KETIK, SURABAYA – Sidang perkara korupsi yang membelit tiga mantan karyawan PT Antam (Persero) kembali bergulir di Pengadilan Negeri (PN) Tipikor Surabaya. Dalam sidang sebelumnya, ketiga terdakwa menyampaikan eksepsinya.
Mereka adalah mantan Kepala Butik Emas Logam Mulia (BELM) Surabaya I, Endang Kumoro; beserta dua mantan anak buahnya, yakni Achmad Purwanto dan Misdianto.
Dalam eksepsinya, para terdakwa meminta agar perkara ini dihentikan dengan alasan Nebis in Idem. Yakni kesamaan dalam hal materi pokok perkara, para pihak dan obyek, dengan perkara sebelumnya.
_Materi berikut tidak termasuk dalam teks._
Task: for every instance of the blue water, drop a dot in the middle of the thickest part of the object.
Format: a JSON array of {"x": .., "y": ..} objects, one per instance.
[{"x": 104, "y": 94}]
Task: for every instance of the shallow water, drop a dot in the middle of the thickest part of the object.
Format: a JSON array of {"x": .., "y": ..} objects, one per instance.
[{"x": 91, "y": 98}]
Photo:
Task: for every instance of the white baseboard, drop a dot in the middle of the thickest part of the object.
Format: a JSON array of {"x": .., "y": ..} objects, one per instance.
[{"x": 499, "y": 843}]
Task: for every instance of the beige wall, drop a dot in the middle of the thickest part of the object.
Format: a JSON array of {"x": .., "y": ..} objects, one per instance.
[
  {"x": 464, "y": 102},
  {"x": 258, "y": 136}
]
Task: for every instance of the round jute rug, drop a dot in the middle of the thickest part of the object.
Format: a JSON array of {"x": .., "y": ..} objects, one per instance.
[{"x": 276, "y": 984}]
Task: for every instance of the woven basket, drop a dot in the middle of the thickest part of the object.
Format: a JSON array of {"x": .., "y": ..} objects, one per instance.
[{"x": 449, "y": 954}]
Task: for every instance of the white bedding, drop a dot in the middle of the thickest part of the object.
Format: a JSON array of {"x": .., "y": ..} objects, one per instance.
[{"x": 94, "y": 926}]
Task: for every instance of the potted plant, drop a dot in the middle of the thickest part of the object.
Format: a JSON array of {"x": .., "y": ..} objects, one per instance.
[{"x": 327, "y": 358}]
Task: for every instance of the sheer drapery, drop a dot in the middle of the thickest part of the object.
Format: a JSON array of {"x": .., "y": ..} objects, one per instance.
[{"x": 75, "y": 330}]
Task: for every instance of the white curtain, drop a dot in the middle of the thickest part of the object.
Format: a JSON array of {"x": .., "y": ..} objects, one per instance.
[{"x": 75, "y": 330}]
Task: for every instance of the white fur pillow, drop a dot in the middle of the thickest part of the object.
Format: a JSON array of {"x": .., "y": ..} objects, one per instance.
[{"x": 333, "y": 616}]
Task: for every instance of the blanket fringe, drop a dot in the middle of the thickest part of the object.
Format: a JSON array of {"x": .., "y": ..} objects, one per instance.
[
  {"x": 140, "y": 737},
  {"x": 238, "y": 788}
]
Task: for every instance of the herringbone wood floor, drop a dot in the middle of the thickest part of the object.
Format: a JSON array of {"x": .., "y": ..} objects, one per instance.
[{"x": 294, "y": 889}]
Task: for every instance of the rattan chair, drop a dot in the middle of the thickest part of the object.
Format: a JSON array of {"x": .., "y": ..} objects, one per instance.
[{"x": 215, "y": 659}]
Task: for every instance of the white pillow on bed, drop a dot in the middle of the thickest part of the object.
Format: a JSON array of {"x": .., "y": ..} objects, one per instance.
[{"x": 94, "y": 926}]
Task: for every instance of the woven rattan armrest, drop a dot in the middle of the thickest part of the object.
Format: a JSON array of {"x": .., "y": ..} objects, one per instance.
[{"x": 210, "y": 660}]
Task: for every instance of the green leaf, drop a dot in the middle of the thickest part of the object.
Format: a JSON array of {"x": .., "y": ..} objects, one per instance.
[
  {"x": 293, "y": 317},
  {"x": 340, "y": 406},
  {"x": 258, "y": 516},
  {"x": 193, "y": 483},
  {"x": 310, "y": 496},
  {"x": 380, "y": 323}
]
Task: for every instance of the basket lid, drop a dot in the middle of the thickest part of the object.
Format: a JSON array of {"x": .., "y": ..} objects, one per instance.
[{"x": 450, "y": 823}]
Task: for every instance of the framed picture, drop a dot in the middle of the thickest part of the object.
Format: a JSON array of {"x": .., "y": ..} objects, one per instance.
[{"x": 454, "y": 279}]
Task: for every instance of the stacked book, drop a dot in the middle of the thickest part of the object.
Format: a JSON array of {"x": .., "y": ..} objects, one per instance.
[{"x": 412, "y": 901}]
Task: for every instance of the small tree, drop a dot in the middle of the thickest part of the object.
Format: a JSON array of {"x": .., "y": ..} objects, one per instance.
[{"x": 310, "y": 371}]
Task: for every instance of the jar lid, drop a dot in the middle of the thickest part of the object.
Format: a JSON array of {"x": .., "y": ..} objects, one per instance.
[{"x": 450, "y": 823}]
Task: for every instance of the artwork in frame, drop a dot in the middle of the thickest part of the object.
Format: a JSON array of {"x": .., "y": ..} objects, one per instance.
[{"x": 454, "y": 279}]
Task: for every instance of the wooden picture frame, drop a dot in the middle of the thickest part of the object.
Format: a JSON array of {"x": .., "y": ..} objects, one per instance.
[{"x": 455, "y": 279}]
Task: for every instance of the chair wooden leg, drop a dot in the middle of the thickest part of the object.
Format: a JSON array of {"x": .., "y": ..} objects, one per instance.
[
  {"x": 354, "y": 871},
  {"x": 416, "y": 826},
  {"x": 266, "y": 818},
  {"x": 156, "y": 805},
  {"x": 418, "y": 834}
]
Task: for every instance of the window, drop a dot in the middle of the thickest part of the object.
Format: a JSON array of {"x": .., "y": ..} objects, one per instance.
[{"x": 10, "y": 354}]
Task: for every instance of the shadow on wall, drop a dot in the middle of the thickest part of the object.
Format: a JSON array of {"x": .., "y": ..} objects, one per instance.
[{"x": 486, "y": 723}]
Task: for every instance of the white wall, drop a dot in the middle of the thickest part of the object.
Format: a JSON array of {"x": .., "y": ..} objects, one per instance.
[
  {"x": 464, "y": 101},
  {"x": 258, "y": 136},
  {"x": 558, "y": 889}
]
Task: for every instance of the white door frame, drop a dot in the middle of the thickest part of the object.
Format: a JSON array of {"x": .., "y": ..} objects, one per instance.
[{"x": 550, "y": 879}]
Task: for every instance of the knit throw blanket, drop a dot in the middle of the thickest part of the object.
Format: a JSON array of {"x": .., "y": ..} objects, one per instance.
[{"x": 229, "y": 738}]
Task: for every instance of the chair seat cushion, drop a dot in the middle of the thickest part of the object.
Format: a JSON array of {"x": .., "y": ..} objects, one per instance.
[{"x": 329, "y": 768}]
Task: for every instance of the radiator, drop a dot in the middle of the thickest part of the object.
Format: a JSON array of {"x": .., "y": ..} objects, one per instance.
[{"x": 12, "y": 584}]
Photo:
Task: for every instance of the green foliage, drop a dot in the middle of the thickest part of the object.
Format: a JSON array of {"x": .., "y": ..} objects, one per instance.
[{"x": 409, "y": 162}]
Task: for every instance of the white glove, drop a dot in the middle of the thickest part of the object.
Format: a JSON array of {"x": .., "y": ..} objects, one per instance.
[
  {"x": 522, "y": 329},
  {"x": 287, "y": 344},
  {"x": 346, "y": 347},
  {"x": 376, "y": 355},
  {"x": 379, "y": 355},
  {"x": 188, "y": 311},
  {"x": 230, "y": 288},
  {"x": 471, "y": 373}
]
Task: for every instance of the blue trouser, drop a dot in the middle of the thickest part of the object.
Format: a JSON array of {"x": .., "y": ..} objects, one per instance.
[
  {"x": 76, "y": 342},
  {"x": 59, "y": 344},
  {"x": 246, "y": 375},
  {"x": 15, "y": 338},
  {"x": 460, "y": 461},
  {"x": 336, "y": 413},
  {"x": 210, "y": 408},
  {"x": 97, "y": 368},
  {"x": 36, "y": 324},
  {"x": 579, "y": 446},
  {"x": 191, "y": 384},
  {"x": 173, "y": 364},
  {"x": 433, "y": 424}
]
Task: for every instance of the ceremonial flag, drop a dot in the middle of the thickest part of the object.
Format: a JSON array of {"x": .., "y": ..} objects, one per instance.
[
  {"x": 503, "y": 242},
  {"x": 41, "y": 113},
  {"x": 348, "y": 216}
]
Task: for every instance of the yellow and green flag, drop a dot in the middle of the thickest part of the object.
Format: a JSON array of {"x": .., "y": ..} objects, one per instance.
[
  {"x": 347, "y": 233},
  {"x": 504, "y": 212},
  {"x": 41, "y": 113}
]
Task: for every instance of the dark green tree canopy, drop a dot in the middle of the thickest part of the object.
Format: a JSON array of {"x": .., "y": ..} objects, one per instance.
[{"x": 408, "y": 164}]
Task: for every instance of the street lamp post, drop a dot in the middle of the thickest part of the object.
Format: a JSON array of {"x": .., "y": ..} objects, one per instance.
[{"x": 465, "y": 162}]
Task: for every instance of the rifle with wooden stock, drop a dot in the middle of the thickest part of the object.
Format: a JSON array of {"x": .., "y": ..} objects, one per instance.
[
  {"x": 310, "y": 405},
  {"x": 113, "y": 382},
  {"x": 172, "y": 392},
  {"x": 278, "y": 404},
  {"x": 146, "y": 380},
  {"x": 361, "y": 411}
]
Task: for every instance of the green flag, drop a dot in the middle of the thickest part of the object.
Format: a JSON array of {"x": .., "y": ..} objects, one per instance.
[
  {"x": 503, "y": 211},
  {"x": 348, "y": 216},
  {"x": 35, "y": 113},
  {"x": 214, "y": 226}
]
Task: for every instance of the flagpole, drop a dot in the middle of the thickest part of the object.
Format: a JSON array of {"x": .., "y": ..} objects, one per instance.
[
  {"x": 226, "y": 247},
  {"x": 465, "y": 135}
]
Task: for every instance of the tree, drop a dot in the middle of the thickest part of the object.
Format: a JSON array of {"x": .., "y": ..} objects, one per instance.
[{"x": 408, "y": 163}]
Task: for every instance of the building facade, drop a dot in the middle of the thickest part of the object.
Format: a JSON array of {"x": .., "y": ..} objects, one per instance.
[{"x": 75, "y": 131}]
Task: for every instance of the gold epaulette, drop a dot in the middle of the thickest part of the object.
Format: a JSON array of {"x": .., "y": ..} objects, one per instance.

Sebagai informasi, sebelumnya para terdakwa juga sudah disidang dengan dakwaan penipuan, dengan kasus yang sama.
Atas eksepsi tersebut, JPU menolak argumen ketiga terdakwa. Alasannya, kasus sebelumnya adalah penipuan, sedangkan kali ini adalah perkara korupsi yang dinilai merugikan keuangan negara.
Menanggapi tanggapan JPU, pengacara terdakwa Endang, Sentot Panca Wardhana, meminta hakim mengesampingkan jawaban jaksa.
Sebab, jawaban jaksa atas eksepsinya itu -dinilai Sentot - sebenarnya secara tidak langsung mengakui asas nebis in idem dalam perkara tersebut.
"Jawaban jaksa pada intinya secara tidak langsung teman-teman JPU mengakui lah azas dari nebis in idem," kata Sentot, saat ditemui di PN Tipikor, Rabu (13/9/2023).
Bahkan Sentot menilai, dalam perkara ini, JPU telah menyamarkan perkara tersebut seolah-olah dalam putusan perkara sebelumnya adalah tindak pidana umum dengan pelapor Budi Said. Sedangkan dalam perkara ini, dianggap yang melaporkan adalah PT Antam yang menjadi representasi negara.
"Perkara ini disamarkan seolah-olah diputusan sebelumnya adalah tindak pidana umum dan yang melaporkan adalah Budi Said. Tetapi dalam perkara ini yang melaporkan adalah negara dalam hal ini adalah PT Antam," kata Sentot.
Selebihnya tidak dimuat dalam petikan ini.